Ticket #5599 (closed bug: fixed)
msys has bad Unicode support
| Reported by: | simonpj | Owned by: | igloo |
|---|---|---|---|
| Priority: | normal | Milestone: | 7.4.1 |
| Component: | Compiler | Version: | 7.2.1 |
| Keywords: | Cc: | ||
| Operating System: | Unknown/Multiple | Architecture: | Unknown/Multiple |
| Type of failure: | None/Unknown | Difficulty: | |
| Test Case: | Blocked By: | ||
| Blocking: | Related Tickets: |
Description
Tests 3307 environment001 pass on Cygwin, Linux, fail on msys:
> lib/IO 3307 [bad exit code] (normal) > lib/IO environment001 [bad stdout] (normal)
Here is Max's diagnosis:
Basically, msys has kind of bad Unicode support. If you write a program "len.c" like this:
#include <windows.h>
#include <stdio.h>
#include <string.h>
int main(int _argc, char **_argv) {
LPWSTR cmdLine = GetCommandLineW();
int argc;
LPWSTR *argv = CommandLineToArgvW(cmdLine, &argc);
printf("%d args, %d wide chars in first arg\n", argc, wcslen(argv[1]));
return 0;
}
Create a UTF-8 encoded file called "utf8" containing two characters:
不好
And then execute it like so:
gcc len.c && ./a.exe $(cat utf8)
(NB: it is irrelevant whether you use Cygwin gcc or msys gcc: this is an issue with the shells)

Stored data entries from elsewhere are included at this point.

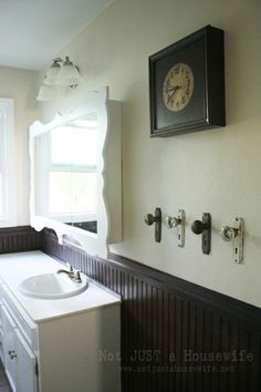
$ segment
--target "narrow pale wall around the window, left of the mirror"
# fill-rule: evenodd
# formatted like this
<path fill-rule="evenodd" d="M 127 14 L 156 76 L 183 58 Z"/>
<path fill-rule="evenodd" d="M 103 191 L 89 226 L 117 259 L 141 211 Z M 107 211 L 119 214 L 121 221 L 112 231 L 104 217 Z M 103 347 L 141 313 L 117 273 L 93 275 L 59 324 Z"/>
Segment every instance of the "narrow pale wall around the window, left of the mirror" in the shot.
<path fill-rule="evenodd" d="M 17 224 L 29 223 L 28 127 L 39 116 L 35 101 L 38 73 L 0 66 L 0 96 L 14 100 L 14 158 Z"/>

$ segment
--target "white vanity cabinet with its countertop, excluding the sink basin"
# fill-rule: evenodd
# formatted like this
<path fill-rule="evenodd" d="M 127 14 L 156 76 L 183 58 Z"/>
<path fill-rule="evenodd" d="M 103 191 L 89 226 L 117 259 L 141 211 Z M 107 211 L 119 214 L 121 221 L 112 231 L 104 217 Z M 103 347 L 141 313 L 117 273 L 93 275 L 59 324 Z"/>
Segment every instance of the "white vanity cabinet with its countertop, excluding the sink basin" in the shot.
<path fill-rule="evenodd" d="M 30 271 L 49 258 L 25 255 Z M 0 355 L 13 392 L 119 392 L 119 298 L 92 282 L 72 298 L 25 297 L 15 259 L 0 256 Z"/>

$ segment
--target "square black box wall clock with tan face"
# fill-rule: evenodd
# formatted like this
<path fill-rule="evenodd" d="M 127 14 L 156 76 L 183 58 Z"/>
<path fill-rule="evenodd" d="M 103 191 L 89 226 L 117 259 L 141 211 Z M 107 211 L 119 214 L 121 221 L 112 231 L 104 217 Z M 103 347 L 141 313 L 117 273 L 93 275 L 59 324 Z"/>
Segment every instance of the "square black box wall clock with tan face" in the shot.
<path fill-rule="evenodd" d="M 223 31 L 211 25 L 149 56 L 150 136 L 226 125 Z"/>

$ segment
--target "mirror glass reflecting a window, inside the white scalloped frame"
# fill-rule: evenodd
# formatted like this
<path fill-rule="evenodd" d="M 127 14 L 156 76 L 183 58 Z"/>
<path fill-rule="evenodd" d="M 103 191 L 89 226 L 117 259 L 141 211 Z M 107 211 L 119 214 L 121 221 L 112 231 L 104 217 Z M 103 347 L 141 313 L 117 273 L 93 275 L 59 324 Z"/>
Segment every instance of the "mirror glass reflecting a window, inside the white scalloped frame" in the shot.
<path fill-rule="evenodd" d="M 97 233 L 97 113 L 35 137 L 38 215 Z"/>

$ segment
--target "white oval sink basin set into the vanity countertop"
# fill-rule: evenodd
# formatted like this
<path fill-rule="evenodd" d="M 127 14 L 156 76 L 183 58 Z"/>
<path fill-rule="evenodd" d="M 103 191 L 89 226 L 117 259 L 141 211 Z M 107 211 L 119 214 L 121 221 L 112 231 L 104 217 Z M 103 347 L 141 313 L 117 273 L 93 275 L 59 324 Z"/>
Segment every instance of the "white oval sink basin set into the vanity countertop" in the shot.
<path fill-rule="evenodd" d="M 73 281 L 65 274 L 35 275 L 21 281 L 20 292 L 32 298 L 59 299 L 79 295 L 87 289 L 87 278 L 81 274 L 81 282 Z"/>

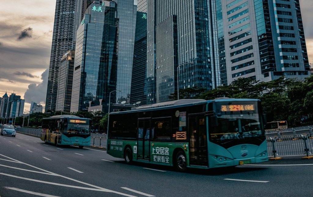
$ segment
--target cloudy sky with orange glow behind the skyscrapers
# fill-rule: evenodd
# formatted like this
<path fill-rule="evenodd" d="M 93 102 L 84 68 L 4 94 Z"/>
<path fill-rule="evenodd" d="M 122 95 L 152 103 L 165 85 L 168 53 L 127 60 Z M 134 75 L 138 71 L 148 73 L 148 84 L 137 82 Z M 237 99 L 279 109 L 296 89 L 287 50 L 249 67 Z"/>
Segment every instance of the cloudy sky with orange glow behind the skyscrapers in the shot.
<path fill-rule="evenodd" d="M 46 100 L 55 0 L 1 0 L 0 97 L 16 93 L 25 110 Z M 136 4 L 136 0 L 135 0 Z M 313 0 L 300 0 L 309 62 L 313 63 Z"/>

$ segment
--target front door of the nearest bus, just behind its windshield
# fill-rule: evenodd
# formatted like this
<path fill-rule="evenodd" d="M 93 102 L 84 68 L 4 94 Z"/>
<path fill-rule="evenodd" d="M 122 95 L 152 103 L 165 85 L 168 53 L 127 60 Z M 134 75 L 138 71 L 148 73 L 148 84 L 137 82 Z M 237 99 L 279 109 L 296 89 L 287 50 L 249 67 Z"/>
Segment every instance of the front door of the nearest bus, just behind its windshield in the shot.
<path fill-rule="evenodd" d="M 208 142 L 204 113 L 188 115 L 190 165 L 208 166 Z"/>

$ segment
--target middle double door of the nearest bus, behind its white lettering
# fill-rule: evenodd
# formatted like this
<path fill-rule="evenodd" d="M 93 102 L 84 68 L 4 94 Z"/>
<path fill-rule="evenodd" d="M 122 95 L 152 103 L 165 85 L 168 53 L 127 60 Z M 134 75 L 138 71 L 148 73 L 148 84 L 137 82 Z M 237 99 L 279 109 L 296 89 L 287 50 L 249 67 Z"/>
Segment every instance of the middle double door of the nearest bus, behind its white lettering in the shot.
<path fill-rule="evenodd" d="M 137 159 L 150 160 L 150 119 L 138 119 Z"/>

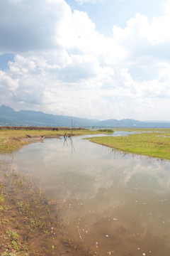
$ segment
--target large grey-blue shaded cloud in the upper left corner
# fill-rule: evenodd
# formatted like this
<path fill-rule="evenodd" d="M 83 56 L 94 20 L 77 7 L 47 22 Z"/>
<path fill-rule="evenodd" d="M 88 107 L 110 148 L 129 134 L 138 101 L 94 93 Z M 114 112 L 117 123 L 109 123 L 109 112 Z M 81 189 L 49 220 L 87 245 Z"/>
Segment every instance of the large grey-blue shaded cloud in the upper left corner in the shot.
<path fill-rule="evenodd" d="M 57 26 L 69 6 L 62 0 L 0 1 L 0 51 L 57 48 Z"/>

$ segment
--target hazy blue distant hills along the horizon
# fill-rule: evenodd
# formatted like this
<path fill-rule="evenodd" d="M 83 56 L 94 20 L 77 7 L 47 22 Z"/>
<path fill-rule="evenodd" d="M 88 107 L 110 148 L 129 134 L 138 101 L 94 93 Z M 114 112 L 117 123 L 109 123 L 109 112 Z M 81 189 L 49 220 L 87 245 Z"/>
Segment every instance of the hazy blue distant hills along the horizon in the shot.
<path fill-rule="evenodd" d="M 15 111 L 11 107 L 1 105 L 0 125 L 9 126 L 44 126 L 44 127 L 162 127 L 170 128 L 170 122 L 142 122 L 134 119 L 108 119 L 99 121 L 97 119 L 85 119 L 55 114 L 45 114 L 31 110 Z"/>

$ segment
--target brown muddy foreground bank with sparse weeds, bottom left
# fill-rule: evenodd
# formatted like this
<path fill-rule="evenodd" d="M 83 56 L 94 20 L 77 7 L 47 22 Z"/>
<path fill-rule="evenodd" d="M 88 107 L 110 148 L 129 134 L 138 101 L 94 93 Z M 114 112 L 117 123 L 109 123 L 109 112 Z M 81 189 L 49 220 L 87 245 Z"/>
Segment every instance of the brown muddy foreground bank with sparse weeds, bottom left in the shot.
<path fill-rule="evenodd" d="M 1 166 L 0 255 L 84 255 L 58 217 L 56 201 L 48 201 L 26 175 Z M 82 252 L 82 253 L 81 253 Z"/>

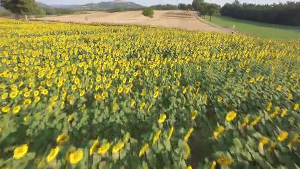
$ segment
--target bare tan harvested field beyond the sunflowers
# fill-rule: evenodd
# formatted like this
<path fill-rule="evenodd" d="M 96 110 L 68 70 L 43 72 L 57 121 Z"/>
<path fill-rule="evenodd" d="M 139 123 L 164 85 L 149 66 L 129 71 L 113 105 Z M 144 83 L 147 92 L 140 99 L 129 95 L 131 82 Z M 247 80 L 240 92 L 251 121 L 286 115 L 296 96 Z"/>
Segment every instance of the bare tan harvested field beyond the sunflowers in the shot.
<path fill-rule="evenodd" d="M 88 20 L 86 20 L 86 18 Z M 150 25 L 166 28 L 179 28 L 203 32 L 228 32 L 225 29 L 213 27 L 201 21 L 194 11 L 155 10 L 154 18 L 148 19 L 142 11 L 129 12 L 90 12 L 89 14 L 75 14 L 64 16 L 49 16 L 38 20 L 76 23 L 107 23 L 107 24 L 135 24 Z"/>

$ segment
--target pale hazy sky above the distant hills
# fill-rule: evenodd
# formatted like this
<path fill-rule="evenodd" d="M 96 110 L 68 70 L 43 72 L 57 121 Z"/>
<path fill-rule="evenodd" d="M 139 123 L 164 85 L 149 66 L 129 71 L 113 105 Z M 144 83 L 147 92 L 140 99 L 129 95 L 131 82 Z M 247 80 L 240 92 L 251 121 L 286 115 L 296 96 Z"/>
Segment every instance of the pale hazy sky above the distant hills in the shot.
<path fill-rule="evenodd" d="M 86 4 L 86 3 L 97 3 L 101 1 L 112 1 L 112 0 L 36 0 L 46 4 Z M 150 6 L 153 4 L 178 4 L 178 3 L 191 3 L 192 0 L 127 0 L 132 1 L 141 5 Z M 233 0 L 205 0 L 206 2 L 218 3 L 220 5 L 225 4 L 226 2 L 233 2 Z M 285 2 L 287 0 L 239 0 L 240 2 L 251 2 L 251 3 L 278 3 Z M 293 1 L 293 0 L 291 0 Z M 295 0 L 300 1 L 300 0 Z"/>

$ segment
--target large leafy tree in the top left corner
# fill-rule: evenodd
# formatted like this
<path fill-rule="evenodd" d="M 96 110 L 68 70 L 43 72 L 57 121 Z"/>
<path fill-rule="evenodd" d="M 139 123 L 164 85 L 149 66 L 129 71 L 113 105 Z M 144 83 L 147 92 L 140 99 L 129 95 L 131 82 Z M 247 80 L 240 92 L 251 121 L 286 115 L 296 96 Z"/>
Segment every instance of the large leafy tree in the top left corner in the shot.
<path fill-rule="evenodd" d="M 37 10 L 35 0 L 0 0 L 1 6 L 10 10 L 18 18 L 19 15 L 31 14 Z"/>

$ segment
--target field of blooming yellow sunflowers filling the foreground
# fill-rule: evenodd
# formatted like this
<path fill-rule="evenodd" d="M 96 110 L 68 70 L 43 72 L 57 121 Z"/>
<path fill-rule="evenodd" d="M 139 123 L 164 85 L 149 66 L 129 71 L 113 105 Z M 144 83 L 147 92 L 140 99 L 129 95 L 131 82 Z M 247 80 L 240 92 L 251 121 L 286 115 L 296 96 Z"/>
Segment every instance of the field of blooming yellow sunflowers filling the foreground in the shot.
<path fill-rule="evenodd" d="M 0 168 L 300 168 L 300 40 L 0 19 Z"/>

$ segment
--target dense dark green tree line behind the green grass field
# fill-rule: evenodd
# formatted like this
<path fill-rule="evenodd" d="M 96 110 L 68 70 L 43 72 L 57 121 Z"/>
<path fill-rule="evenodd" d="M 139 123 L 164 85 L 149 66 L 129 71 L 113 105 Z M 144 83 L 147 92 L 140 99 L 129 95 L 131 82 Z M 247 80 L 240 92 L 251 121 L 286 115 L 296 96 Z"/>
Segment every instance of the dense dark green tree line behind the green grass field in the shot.
<path fill-rule="evenodd" d="M 300 26 L 300 2 L 278 4 L 226 3 L 221 8 L 221 15 L 271 24 Z"/>

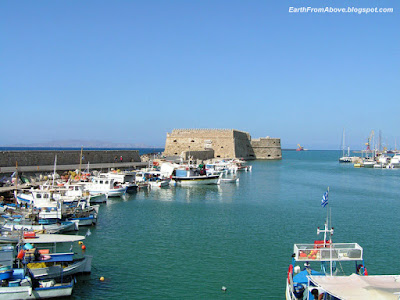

You get different results on msys and Cygwin:
- On Cygwin, you get 2 wide characters in the first argument; i.e. the UTF-16 encoded Chinese text
- On msys, you get 6 wide characters in the first argument; i.e. one 16-byte value for every byte in the UTF-8 encoded Chinese text
IMHO the msys behaviour is broken because the command line arguments supplied via the Windows API are meant to be UTF-16. It does match the behaviour of Windows cmd if you do this:
set /p myvar= < utf8 a.exe %myvar%
(You get "6 wide characters" printed)
Perhaps the issue in cmd stems from the fact that the Windows console is stuck in code page 850 and doesn't support the UTF-8 "code page". But msys really has no excuse since it reports itself as being UTF-8.
I'm not sure what to do here because I don't think our code actually has a problem, and the test does pass (and check something useful) in Linux, OS X and Cygwin. But still, something is not working quite right here. Perhaps just mark it as expect-fail in msys?